What is Art and Why Do We Do It?

dreaming-kandinskyThe Merriam Webster Dictionary defines art as: something that is created with imagination and skill and that is beautiful or that expresses important ideas or feelings.

Leo Tolstoy described art as “the activity by which a person, having experienced an emotion, intentionally transmits it to others.”

Pablo Picasso said, “the purpose of art is washing the dust of daily life off our souls.”

Those are all pretty good definitions, but they don’t really answer the question, why do people make art? Why are some artists willing to face great hardships in order to paint, or write, or compose songs and symphonies? Only a handful of actors reach stardom. Only a few artists have paintings in prestigious museums. The stereotype of the struggling, starving artist has reached mythic proportions, and yet artists in every field seem compelled to do whatever it is they do. I am both a visual artist and a writer. I have asked friends in both fields, “Why do you do it?” The reply is almost always the same, “Because I have to.” The desire to create seems to be an inner compulsion that not everyone understands …unless you’re an artist.

That compulsion to make art is a thread running throughout history… from the earliest cave paintings to the Renaissance cathedrals, to the street murals and graffiti of the present day. But its expression is unique to each particular time and place and creator. None of it can ever be repeated. For myself, each piece I create is the best one I can do between two moments…the moment it is conceived and the moment it is completed. All are personal and, I think, distinctive. No one else could have produced them.

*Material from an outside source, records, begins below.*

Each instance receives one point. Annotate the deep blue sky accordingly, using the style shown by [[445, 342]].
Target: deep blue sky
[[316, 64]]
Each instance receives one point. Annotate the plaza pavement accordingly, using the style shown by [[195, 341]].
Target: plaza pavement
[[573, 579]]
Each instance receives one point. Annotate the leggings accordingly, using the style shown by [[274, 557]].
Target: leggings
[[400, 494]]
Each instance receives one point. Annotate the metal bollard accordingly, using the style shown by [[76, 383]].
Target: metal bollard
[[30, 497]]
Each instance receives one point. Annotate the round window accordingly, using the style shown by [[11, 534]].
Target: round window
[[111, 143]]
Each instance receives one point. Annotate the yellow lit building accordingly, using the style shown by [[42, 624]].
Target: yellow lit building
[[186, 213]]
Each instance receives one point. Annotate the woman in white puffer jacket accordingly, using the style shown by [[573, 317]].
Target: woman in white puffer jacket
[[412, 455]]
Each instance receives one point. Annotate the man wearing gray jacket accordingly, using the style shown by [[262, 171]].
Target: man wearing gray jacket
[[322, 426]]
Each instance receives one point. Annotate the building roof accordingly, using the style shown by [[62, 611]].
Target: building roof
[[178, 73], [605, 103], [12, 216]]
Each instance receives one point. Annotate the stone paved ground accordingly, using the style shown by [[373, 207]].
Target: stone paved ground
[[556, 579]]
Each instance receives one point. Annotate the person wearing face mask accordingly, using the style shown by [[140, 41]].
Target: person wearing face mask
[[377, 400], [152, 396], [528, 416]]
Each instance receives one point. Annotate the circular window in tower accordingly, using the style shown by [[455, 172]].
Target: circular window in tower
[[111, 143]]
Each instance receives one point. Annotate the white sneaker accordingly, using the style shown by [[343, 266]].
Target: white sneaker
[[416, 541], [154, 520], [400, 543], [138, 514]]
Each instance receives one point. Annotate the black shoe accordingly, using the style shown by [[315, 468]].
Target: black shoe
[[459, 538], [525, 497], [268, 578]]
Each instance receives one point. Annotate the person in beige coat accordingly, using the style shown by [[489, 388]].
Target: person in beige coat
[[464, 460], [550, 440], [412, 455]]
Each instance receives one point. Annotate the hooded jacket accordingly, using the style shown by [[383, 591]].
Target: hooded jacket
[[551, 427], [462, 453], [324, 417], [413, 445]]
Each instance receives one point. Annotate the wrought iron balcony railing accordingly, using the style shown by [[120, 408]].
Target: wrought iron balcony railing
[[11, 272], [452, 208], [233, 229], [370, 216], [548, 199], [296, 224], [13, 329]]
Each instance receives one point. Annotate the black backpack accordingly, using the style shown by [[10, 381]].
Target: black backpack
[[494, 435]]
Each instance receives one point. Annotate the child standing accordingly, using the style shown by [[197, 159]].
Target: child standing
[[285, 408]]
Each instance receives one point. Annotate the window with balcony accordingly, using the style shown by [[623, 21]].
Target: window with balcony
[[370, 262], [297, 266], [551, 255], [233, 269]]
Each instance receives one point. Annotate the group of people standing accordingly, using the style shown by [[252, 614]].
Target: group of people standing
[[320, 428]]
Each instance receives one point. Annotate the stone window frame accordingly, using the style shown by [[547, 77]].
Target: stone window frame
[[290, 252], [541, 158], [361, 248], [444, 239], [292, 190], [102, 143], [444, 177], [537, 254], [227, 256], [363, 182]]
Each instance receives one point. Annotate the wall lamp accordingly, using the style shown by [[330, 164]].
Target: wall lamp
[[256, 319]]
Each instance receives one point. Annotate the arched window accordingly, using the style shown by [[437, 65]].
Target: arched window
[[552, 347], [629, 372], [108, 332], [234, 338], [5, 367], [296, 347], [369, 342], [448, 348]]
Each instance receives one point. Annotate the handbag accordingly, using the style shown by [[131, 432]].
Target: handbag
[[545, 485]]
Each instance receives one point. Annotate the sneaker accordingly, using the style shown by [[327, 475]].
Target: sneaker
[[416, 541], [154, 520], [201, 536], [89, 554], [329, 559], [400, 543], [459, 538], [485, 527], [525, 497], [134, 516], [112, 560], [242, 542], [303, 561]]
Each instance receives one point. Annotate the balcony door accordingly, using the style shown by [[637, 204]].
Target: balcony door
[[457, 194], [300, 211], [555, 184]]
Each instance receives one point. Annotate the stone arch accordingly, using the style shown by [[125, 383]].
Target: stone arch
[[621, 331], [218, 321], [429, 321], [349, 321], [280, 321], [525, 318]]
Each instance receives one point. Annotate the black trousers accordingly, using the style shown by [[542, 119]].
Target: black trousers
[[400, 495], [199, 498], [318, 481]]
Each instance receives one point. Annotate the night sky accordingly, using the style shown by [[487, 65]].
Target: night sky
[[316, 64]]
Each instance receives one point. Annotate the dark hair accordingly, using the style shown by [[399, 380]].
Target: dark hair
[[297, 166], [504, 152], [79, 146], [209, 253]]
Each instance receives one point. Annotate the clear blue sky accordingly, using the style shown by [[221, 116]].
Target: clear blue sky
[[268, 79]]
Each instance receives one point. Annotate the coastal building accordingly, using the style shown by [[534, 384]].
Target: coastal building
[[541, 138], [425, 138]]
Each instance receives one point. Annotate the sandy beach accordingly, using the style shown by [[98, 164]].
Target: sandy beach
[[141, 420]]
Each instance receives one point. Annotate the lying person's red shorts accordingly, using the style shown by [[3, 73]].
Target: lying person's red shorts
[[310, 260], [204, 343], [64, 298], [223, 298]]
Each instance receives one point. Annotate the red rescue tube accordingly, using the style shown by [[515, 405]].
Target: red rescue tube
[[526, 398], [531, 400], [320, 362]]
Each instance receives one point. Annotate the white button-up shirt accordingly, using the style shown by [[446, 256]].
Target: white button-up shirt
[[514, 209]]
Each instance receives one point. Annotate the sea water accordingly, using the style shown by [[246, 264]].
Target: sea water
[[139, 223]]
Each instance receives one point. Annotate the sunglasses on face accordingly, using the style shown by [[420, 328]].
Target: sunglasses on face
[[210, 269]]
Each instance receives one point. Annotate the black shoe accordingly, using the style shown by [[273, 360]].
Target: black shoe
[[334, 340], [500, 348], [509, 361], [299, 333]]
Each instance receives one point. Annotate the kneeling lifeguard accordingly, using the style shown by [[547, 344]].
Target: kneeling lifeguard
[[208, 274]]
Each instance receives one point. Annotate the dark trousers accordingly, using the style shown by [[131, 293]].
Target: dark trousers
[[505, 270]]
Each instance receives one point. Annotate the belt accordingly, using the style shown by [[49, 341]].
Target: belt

I have been drawing and painting as long as I can remember. I started a writing club in the fourth grade (horse stories only). My first poems were published in the local paper when I was in high school. I always had that desire to create something out of my imagination and share it. I could pontificate about how art separates mankind from lower life forms. I could talk about the spiritual aspects of art and describe it as a form of meditation. All of that is true. But my final answer to the why of art is this, “Creating art is what I do; what I have to do; what we artists all must do.” Martha Graham, the great 20th century dancer summed it up when she described art as “a queer divine dissatisfaction, a divine unrest.” That’s why we do it. We just can’t help ourselves.

2 thoughts on “What is Art and Why Do We Do It?

  1. morganski1994

    I believe that art is taking our feelings and thoughts and transmitting them into physical forms for all to see. Then that art peace is up for all different kinds of interpretation depending on who views it.

    Your way with words drew me in quickly. I look forward to seeing more!